Intel® Data Center GPU Max Series Technical Overview

ID 766085
Updated 4/8/2024
Version Current
Public

author-image

By

This article discusses the capabilities available in the Intel® Data Center GPU Max Series previously codename Ponte Vecchio and how developers can take advantage of them. This new GPU product is based on the Intel Xe HPC micro-architecture. The GPU uses highly parallelized computing models associated with AI and HPC. It is supported by the oneAPI open ecosystem with the flexibility of Single Instruction Multiple Data (SIMD) and Single Instruction Multiple Threads (SIMT).

Data Center GPU Pax Series Package

Figure 1 – High level Xe HPC Stack Component Overview

At the heart of the product is the Xe HPC Stack, which is comprised of various tiles stacked upon each other within a single package. The components of the Xe HPC Stack are comprised of the Xe-core Tile (Compute Tile), L2 Cache Tile, Base Tile (PCIe paths, media engine, copy engine, etc.), High Memory Bandwidth Tile, Xe Link Tile for scale-up and scale-out, and the Embedded Multi-Die Interconnect Bridge (EMIB) for communication between Xe HPC Stacks. These components all reside within a Multi Tile Package.

Intel Xe HPC Micro-Architecture

Over the course of this article, we are going to cover the different functional aspects of the total solution. This includes a discussion of the architecture, multiple execution units are combined into an individual core, multiple cores are combined into a slice, multiple slices are combined into a stack and multiple stacks are incorporated into different form factors to become different product lines.

dc gpu max series component overview

Figure 2 – Block Diagram Of The different components of the Intel Xe HPC Micro-Architecture

Intel Xe is a scalable graphics and compute architecture designed to deliver exceptional performance and functionality. The product includes a discrete PCIe add-in card and an OpenCompute Accelerator Module (OAM) to provide solutions that require increased GPU density within the data center. Intel’s Xe Architecture consists of one of three possible micro-architectures: Xe LP a low-power solution, Xe HPG which is optimized for enthusiasts and gaming, or Xe HPC which is optimized for HPC and AI acceleration. Intel® Data Center GPU Max Series is built upon the Xe HPC micro-architecture with a compute focused, programable and scalable element called the Xe-core. This Xe-core is made up of a combination of Vector Engines, Matrix engines that are referred to in this article as Intel® Xe Matrix Extensions (Intel® XMX), cache and shared local memory. Each Xe-core contains eight 512-bit Vector Engines designed to accelerate traditional graphics, compute, and HPC workloads. Along with eight 4096-bit Intel XMX, engineered to accelerate AI workloads. The Xe-core provides 512KB of L1 cache and shared local memory to support the engines.

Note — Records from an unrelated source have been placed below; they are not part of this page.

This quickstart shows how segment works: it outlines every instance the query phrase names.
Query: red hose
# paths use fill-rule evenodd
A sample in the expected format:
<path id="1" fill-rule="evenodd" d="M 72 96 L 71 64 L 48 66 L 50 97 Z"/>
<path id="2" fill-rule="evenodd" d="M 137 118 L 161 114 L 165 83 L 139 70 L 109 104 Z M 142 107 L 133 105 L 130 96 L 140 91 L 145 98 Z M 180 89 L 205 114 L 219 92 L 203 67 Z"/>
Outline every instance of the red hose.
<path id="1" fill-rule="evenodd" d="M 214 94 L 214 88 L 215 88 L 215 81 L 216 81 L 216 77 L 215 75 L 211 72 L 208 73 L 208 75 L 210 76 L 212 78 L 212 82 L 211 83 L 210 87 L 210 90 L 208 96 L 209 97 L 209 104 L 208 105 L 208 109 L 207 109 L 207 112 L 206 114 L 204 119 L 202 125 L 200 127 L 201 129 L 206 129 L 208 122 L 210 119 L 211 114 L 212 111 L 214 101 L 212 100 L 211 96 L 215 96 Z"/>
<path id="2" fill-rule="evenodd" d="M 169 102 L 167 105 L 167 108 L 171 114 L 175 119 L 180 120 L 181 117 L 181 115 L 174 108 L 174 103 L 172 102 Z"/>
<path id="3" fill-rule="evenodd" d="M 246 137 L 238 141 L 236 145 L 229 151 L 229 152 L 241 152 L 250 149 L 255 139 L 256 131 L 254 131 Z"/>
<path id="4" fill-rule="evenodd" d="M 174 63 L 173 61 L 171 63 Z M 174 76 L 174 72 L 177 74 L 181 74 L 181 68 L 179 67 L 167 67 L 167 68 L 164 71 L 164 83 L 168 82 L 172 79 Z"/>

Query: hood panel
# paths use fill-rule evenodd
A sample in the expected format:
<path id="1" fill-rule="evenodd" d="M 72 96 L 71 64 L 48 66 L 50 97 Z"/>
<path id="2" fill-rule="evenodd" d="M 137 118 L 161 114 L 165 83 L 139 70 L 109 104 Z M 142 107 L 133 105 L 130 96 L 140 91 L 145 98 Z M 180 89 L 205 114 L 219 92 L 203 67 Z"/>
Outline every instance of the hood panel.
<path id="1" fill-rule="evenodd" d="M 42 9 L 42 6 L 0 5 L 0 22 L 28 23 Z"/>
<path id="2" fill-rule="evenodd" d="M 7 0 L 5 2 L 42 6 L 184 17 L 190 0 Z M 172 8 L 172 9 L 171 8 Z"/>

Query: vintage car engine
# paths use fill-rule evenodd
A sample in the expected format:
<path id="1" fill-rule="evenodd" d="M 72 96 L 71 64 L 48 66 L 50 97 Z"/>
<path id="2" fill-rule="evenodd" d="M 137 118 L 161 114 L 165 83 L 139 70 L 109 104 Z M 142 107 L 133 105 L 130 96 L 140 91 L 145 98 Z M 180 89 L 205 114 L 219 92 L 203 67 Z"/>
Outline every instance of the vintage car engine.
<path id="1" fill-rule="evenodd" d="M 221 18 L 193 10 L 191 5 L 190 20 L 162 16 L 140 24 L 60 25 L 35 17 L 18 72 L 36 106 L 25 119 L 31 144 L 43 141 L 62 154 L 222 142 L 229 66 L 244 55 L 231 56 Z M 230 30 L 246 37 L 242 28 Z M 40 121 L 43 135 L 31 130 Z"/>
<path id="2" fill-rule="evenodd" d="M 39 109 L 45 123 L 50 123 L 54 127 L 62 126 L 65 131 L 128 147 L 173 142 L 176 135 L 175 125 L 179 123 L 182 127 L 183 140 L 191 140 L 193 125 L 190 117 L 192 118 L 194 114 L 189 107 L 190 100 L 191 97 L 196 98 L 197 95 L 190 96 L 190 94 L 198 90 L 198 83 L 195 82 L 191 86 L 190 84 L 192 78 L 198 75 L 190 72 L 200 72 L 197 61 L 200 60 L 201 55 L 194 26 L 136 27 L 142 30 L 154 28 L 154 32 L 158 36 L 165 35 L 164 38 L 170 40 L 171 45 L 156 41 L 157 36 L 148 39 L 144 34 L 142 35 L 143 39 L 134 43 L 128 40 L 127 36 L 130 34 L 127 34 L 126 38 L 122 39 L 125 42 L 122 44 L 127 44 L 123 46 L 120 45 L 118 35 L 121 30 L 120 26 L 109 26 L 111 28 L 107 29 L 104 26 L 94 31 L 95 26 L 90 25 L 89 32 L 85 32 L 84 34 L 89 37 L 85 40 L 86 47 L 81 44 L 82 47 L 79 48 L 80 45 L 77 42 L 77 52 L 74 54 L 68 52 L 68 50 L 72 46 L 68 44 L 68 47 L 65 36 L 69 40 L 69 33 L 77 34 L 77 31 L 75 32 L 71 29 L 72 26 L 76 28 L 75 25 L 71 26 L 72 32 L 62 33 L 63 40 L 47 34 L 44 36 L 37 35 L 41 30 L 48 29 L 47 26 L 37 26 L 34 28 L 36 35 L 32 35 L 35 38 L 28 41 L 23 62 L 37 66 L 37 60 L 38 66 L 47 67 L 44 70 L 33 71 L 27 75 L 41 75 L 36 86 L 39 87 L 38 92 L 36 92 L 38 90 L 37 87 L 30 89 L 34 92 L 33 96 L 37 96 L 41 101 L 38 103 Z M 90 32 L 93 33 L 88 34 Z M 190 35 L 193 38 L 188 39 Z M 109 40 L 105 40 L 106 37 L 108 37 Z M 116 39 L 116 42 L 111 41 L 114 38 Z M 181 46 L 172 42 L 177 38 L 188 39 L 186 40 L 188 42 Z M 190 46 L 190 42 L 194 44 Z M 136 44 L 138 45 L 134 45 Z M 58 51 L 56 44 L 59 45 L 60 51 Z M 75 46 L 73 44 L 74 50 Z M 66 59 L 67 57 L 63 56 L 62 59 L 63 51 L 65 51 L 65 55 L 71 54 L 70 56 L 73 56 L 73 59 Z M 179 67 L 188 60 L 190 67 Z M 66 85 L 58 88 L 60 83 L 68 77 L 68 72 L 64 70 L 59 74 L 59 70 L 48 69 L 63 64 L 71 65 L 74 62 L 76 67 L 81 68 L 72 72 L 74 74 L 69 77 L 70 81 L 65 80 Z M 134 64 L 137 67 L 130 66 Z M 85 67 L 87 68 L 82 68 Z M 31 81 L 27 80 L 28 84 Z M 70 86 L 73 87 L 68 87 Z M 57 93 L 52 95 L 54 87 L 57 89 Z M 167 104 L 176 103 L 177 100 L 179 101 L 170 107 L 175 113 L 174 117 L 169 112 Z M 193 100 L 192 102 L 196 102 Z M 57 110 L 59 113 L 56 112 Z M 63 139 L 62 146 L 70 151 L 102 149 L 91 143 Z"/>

Data Center GPU Max Series Core

Figure 3 – Xe-core Block Diagram With Xe HPC Micro-Architecture

Developers can optimize their software for use with the Xe HPC micro-architecture by using libraries and compilers that leverage the instruction set architecture (ISA). This will take advantage of the ports previously referred to as the Data Parallel Matrix Engine. Within one of the execution units of the Xe-core can be found three ports that support a variety of programming data types to help maximize application performance. The Xe-core has eight vector engines with a 512-bit wide register supporting all “vector” or non-systolic numerics as follows, FP64 (256 ops per clock), FP32 (256 ops per clock), and FP16 (512 ops per clock). While the Intel XMX systolic array depth has been increased to 8 as compared to an Xe HPG Core providing 4096-bits for each of the units. Intel XMX supports systolic numerics as follows, TF32 (2048 ops per clock), FP16 (4096 ops per clock), BF16 (4096 ops per clock) and Int8 (8192 ops per clock). New data types introduced to support specific segments include a 64-bit double precision float (FP64) to benefit HPC workloads utilizing the Vector Engines. A 32-bit tensor float (TF32) data type is provided to benefit AI workloads using Intel XMX. The L1 data cache and shared local memory have been increased to help support the additional flops introduced by these new data types. The load/store unit has also been enhanced for nd-tensor data structures.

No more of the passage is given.